I wouldn't exactly say it is limited but as long as I can see the recommendations given are of the sort of "If you need to go beyond that you can change the backend store... ". Why? Why is Sesame not as efficient as lets say OWLIM or Allegrgraph when goes beyond 150-200m triples. What optimizations are implemented in order to go that big? Are the underlying data structures different?
Answered here by @Jeen Broekstra: http://answers.semanticweb.com/questions/21881/why-is-sesame-limited-to-lets-say-150m-triples
- the actual values that make up an RDF statements (that is, the subjects, predicates, and objects) are indexed in a relatively simple hash, mapping integer ids to actual data values. This index does a lot of in-memory caching to speed up lookups but as the size of the store increases, the probability (during insertion or lookup) that a value is not present in the cache and needs to be retrieved from disk increases, and in addition the on-disk lookup itself becomes more expensive as the size of the hash increases.
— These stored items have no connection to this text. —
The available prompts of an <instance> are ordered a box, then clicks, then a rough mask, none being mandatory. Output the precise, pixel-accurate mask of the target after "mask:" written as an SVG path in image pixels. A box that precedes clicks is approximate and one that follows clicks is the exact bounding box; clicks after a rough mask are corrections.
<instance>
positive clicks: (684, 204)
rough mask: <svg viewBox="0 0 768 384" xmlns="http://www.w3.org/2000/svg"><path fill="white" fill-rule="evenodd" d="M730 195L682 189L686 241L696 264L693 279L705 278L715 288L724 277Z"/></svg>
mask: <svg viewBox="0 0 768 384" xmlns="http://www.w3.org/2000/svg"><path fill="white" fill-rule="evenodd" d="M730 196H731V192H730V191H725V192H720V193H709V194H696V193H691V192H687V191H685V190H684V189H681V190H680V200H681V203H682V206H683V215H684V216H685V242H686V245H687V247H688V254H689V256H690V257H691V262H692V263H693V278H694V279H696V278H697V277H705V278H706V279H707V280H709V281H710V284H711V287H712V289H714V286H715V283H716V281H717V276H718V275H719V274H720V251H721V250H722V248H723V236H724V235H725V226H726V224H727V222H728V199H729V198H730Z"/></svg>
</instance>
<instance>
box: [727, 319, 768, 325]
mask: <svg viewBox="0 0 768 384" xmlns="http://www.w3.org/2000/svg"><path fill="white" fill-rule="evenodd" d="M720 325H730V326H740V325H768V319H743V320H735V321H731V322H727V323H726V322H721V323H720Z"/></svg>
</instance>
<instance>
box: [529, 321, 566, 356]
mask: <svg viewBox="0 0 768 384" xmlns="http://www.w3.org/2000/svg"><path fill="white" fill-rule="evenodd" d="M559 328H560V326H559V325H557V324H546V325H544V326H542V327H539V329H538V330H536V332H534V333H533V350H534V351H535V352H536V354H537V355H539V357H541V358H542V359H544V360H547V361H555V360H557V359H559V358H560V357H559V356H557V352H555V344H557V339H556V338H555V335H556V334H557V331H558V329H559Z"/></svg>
- data retrieval in the native store has been balanced to make optimal use of the file system page size, for maximizing retrieval speed of B-tree nodes. This optimization relies on consecutive lookups reusing the same data block so that the OS-level page cache can be reused. This heuristic start failing more often as transaction sizes (and therefore B-trees) grow, however.
- as B-trees grow in size, the chances of large cascading splits increase.